When she shifted back to Wendell in her mind, she reached for the clothing and the
n stopped. She had always wanted a bond with her father that could never be broken, some concrete thing she could do to prevent his leaving and give her some of what she needed, solace for the leave-takings, his and her own.
He went to his duffel, looked back at her while one hand searched the bag. Her arms stippled, gooseflesh, curiosity and fear sliding over her like a shiver. What he might pull from that dark cavity.
It was white, diaphanous, for a moment she thought he had conjured an apparition, the pale shimmer that linked his hand with the bag.
It cascaded from his hands as he walked toward her. She took a step back.
It was the gown.
She considered the act, putting flesh to a ghost, the absent father, anchoring him deep inside her body. Her mother’s body.
Her mother’s gown, such a light fabric, nearly weightless, and soft. Wendell slipped her arms through the sleeves, it flowed around her like the breath of a lover. He was wide-eyed in the moonlight, and stepped sideways, back to shadow.
“Lynnie.”
His voice pierced the space between them, thick with something, syrup, some tincture both deadly and sweet. They were diving too deep.
She was Lynnie again, not the mother but the wife, not like being possessed, but intentional, a role she chose to take, an offering.
What he needed to let her go.
The moon cast a bewitching light.

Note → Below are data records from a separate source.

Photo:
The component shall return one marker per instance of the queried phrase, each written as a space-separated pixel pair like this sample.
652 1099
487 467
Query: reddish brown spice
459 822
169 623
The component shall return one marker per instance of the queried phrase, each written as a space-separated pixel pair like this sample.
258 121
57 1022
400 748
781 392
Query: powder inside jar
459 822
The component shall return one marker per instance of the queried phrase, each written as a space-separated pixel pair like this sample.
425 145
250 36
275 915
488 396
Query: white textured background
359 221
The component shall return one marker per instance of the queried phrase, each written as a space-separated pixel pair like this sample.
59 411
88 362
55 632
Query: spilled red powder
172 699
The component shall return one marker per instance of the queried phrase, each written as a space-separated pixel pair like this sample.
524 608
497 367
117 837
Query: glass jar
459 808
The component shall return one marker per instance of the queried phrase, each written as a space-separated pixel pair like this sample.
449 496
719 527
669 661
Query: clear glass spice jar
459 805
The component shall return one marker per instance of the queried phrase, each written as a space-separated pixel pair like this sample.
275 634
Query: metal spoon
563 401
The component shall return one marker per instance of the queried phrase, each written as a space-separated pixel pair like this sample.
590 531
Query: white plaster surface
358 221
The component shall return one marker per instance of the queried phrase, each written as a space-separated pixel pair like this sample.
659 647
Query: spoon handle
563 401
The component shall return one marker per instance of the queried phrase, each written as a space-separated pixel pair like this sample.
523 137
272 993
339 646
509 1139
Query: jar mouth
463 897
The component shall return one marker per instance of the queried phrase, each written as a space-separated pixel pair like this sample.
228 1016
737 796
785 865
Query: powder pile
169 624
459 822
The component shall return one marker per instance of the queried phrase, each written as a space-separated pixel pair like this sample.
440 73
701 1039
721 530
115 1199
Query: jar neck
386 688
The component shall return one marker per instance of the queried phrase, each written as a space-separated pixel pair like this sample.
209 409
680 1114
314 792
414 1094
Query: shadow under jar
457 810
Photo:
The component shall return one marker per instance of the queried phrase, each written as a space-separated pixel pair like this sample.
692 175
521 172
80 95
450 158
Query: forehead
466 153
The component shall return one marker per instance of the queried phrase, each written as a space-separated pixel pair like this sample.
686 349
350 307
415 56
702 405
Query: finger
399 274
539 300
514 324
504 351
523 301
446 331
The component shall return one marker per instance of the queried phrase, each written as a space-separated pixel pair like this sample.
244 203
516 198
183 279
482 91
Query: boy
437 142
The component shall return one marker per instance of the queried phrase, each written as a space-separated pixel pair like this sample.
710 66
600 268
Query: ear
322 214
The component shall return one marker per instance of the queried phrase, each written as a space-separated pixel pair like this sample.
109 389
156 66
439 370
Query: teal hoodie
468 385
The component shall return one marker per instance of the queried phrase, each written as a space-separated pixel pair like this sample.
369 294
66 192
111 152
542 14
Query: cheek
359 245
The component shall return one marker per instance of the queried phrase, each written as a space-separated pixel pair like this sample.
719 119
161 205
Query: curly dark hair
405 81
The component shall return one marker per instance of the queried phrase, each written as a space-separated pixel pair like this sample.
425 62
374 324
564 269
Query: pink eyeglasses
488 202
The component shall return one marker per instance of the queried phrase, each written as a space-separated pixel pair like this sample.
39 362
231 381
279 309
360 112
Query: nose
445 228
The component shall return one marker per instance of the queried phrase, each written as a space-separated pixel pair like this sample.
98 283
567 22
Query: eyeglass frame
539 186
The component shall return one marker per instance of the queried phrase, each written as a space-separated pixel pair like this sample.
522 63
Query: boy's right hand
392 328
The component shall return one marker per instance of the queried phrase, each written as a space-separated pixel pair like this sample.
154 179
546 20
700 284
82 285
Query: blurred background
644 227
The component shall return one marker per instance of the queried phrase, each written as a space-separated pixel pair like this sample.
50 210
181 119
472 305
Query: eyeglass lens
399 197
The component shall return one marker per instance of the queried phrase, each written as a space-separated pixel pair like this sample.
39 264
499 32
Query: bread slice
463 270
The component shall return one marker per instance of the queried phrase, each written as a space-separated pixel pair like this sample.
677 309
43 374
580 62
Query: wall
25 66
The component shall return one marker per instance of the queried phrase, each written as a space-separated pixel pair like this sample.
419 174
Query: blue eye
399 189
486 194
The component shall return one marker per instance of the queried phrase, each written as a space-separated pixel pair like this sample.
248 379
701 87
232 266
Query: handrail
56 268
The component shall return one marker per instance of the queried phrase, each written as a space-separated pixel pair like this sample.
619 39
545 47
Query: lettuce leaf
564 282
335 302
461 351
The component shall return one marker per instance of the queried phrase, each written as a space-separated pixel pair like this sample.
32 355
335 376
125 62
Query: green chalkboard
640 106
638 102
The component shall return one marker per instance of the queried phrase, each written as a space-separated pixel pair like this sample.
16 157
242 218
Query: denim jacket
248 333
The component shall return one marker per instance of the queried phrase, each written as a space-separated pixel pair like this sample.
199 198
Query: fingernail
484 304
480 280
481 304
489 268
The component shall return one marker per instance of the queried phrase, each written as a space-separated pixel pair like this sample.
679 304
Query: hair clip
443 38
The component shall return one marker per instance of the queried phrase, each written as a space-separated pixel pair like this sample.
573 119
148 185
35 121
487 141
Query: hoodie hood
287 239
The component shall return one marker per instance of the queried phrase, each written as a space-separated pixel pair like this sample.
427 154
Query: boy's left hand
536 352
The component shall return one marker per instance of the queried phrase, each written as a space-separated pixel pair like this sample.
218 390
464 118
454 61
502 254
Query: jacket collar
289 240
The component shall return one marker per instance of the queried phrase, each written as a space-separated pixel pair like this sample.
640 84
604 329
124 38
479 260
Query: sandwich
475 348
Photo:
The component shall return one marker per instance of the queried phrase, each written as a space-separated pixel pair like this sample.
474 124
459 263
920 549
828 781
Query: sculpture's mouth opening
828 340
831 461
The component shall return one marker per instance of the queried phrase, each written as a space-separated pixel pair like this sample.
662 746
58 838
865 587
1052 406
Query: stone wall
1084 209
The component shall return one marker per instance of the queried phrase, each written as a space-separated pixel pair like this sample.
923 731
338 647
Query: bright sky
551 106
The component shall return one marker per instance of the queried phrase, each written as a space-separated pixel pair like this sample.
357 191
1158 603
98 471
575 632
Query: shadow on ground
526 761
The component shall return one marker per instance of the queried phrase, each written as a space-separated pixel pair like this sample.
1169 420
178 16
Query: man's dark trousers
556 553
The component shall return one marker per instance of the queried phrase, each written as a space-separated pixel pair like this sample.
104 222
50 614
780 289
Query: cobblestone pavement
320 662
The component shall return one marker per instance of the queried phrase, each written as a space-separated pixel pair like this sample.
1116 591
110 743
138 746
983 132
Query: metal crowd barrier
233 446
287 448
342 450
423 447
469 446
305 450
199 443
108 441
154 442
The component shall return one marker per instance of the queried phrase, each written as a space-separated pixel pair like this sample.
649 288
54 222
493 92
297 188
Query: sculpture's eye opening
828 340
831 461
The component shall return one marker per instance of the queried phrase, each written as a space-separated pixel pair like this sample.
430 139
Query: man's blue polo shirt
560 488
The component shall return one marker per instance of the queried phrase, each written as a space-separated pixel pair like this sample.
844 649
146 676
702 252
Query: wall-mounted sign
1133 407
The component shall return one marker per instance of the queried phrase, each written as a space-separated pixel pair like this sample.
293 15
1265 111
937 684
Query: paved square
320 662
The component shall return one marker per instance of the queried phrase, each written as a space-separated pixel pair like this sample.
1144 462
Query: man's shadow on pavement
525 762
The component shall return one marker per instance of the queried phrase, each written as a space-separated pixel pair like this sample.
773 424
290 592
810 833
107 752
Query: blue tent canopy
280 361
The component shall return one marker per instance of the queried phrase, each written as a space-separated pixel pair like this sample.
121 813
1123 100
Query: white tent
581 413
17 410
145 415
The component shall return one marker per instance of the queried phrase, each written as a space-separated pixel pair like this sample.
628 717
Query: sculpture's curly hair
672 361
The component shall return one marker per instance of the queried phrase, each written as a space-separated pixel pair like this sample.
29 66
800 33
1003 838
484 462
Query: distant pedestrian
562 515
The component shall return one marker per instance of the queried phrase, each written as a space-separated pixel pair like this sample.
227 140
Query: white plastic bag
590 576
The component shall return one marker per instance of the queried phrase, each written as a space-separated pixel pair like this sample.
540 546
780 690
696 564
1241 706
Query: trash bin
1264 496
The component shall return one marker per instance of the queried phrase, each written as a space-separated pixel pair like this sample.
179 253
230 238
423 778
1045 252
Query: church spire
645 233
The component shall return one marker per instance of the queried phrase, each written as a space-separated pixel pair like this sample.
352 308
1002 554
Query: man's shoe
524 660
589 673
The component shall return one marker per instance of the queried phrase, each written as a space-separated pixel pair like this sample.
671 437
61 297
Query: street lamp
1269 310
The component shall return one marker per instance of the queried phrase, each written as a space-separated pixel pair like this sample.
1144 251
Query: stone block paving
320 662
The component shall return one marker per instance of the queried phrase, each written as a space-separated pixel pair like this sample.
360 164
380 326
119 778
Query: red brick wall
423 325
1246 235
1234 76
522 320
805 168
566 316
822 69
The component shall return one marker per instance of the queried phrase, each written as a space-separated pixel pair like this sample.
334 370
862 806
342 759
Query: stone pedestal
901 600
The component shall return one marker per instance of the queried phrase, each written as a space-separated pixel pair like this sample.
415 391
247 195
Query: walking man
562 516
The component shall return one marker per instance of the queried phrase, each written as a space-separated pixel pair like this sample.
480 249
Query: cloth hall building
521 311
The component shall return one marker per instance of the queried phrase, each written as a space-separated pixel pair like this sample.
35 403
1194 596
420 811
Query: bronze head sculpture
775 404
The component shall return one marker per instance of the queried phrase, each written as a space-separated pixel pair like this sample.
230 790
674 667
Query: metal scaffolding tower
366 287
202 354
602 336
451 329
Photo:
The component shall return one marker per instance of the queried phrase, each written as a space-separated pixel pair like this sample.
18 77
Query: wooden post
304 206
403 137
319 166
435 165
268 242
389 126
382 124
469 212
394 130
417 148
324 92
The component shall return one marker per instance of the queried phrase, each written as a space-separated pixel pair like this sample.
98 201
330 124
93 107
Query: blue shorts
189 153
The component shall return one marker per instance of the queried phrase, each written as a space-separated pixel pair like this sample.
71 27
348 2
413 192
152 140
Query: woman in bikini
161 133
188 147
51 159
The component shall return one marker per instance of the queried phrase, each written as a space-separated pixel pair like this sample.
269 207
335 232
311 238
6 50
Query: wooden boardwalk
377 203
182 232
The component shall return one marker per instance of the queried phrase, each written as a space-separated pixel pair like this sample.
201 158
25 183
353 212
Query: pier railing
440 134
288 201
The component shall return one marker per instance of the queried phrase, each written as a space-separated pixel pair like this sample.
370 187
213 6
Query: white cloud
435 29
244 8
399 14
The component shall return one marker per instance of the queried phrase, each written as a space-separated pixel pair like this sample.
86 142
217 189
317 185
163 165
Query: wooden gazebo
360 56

Lynnie stood before him with shining eyes, wearing the white gown, standing on dusty earth. She had come to him as her younger self, before she had been pregnant with Wendell. She seemed like Wendell, somehow. Then he thought it was Wendell.
His mind reeled, but he remained motionless. Unable to look away. Nor could he speak. The words hovered – stop this, no – but remained wispy and elusive, smoke in the air around him.
She stepped closer and he saw the fine hairs at the top of her left thigh glisten in the moonlight.